The regionals really were regional, too. You literally couldn’t get Coors east of the Mississippi, for example, so when planes would land at OHare from Denver, you’d usually see quite a few cases of Coors at baggage claim.
And, it wasn’t good back then, either.
I do recall going to Spring Break in FL, and drinking Oly’s from Washington (couldn’t get them at home).
Come to think of it, they weren’t all that good, either, but we believed they were.
YEah, LCBO is mildly better. But I’ve been in walmart sized beer stores in the US where it’s aisle after aisle, row after row of every kind of beer or wine you can imagine. Never seen anything like that in Canada. Because they don’t care. Or more correctly, they care very much that we don’t have access to choice.

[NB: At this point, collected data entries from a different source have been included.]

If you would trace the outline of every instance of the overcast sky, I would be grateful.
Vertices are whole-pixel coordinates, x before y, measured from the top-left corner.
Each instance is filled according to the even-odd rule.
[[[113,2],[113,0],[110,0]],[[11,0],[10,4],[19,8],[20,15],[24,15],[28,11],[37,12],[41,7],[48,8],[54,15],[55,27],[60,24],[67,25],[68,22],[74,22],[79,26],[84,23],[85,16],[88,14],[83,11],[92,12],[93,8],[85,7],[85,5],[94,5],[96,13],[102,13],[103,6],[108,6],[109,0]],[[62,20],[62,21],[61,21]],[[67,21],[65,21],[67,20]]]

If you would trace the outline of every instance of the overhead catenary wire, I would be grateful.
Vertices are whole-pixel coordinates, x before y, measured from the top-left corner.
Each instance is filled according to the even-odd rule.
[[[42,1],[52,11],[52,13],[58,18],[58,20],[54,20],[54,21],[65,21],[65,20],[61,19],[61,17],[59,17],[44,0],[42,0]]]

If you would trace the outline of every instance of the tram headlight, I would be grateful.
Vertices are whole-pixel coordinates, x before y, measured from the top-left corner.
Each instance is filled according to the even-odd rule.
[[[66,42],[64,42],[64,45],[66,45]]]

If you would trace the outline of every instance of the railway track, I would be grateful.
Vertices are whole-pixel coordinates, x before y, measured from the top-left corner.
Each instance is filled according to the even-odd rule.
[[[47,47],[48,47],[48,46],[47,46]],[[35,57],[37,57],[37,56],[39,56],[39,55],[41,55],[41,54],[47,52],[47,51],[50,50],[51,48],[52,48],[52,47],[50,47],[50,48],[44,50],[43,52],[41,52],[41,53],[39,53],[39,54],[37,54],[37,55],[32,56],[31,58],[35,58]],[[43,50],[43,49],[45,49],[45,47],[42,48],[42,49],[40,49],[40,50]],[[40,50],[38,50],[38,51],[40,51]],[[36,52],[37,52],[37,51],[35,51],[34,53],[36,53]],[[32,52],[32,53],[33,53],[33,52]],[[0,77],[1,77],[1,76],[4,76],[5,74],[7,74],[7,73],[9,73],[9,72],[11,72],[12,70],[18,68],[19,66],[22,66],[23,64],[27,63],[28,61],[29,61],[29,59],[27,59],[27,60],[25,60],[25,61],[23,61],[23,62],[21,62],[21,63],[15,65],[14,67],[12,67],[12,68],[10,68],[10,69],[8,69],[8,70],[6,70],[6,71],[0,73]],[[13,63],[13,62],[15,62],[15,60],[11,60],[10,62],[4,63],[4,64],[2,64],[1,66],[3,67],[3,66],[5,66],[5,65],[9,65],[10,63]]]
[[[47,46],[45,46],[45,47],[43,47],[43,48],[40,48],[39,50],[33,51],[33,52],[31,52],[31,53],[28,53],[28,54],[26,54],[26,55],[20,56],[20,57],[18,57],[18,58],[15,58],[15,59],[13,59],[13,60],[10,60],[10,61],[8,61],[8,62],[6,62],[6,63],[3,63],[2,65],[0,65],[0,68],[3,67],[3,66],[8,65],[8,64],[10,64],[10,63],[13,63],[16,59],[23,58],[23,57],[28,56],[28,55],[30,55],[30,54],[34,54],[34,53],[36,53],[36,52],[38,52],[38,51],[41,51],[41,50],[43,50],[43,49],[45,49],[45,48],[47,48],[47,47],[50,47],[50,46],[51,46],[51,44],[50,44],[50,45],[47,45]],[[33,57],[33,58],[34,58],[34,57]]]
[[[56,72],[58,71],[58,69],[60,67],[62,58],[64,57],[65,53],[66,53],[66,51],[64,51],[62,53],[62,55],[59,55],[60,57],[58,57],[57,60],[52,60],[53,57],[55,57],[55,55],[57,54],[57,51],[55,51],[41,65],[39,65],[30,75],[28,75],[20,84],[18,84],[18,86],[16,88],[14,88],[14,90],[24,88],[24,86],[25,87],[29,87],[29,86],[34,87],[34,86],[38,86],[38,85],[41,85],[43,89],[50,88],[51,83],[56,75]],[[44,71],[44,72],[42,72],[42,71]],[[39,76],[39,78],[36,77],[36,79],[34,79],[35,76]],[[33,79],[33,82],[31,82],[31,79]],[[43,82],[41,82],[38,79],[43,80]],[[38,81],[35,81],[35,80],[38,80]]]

You should check out the large cities in Alberta. There are beer stores that easily rival those found south of the border. Where I live in Ontario, local grocery stores and walmart don’t carry much variety. Allowing them to sell beer turns out not to be much of an improvement over the long run and from what I understand many of them are giving up on it now because other products = more profitable use of shelf space. Having said that lots of local beer can be ordered online and delivered. There are actually a handful of indy beer stores that come sort of close to what you are looking for in Ontario but it isn’t obvious where to find them and not as big and those in Alberta/south of the border.